SAMDEN welcomes release of Reuters journalists in Myanmar
While the release of two Reuters journalists in Myanmar after 17 months of imprisonment is a welcome step, authorities there must also respond to calls for greater media freedom, the South Asia Media Defenders Network (SAMDEN) said today.
The freeing of Wa Lone and Kyaw Soe Oo, who won the Pulitzer Prize for International Reporting along with other colleagues of the news agency for their reporting on the Rohingya refugee crisis, also reflected the importance of the international campaign and mobilisation by media on the rights of journalists, SAMDEN said.
The two men were charged with breaking the country’s Official Secrets Act while working on an investigative report on the violence against Rohingya Muslims and pardoned earlier today as part of a general amnesty that freed thousands of prisoners. They had been in jail for over 500 days.
“We are extremely glad to hear of the release and hope that this acts as a spur for greater press freedom in Myanmar,” said Sanjoy Hazarika, SAMDEN co-convener and International Director of the Commonwealth Human Rights Initiative (CHRI).
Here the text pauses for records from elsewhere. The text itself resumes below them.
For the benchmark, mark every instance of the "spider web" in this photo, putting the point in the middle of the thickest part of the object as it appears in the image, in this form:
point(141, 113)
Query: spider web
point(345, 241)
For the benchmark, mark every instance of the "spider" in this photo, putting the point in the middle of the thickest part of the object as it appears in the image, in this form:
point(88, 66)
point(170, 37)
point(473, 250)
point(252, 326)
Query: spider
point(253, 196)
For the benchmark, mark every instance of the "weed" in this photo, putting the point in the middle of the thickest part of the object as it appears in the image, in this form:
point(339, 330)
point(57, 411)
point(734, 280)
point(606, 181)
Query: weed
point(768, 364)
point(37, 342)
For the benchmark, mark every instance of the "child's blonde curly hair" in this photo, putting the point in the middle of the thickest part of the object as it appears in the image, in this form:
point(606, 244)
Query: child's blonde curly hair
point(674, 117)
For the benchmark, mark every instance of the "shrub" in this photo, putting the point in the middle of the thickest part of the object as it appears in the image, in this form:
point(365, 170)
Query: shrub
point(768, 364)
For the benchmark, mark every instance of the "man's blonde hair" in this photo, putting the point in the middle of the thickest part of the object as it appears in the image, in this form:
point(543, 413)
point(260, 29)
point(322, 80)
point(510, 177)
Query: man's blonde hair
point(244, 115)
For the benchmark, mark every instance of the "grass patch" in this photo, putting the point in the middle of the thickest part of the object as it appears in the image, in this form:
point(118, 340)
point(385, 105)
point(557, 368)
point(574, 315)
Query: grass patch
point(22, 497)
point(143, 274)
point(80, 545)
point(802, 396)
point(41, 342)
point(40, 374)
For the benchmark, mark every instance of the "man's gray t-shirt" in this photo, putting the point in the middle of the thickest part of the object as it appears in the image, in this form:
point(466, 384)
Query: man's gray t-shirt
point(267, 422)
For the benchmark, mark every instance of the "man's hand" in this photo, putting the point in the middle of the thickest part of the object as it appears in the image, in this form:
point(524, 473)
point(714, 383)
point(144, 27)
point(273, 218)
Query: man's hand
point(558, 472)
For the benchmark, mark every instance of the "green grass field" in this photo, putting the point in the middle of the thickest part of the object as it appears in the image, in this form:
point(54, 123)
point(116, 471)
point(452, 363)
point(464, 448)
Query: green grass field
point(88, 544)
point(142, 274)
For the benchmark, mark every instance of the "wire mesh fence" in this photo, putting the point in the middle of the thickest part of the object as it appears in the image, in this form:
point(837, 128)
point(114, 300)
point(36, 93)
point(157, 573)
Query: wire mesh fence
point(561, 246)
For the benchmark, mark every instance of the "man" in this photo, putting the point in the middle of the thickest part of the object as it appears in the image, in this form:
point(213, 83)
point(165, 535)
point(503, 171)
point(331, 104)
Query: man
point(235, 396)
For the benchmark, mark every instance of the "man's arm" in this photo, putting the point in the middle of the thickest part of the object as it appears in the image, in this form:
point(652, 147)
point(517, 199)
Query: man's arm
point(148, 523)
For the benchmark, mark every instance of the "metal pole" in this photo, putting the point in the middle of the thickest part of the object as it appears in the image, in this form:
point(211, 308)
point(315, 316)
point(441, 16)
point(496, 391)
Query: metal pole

SAMDEN, anchored in CHRI, is a network of senior media practitioners from across South Asia which advocates, researches, organises and disseminates on issues of media freedom. They include Kanak Dixit, founding editor of Himal Southasian in Kathmandu, Mahfuz Anam, editor and publisher of The Daily Star in Bangladesh, Salil Tripathi, author and Chair of the Writers in Prison Committee of PEN International, London, and Lucy Freeman, Chief Executive Officer of the Media Legal Defence Initiative in London.
The detention of the journalists is widely seen as having extensively damaged the image of Aung Sang Suu Kyi, the de factor head of government, a Nobel Peace Prize winner. Suu Kyi had drawn widespread condemnation for her inaction over the Rohingya exodus from her country following a brutal military crackdown.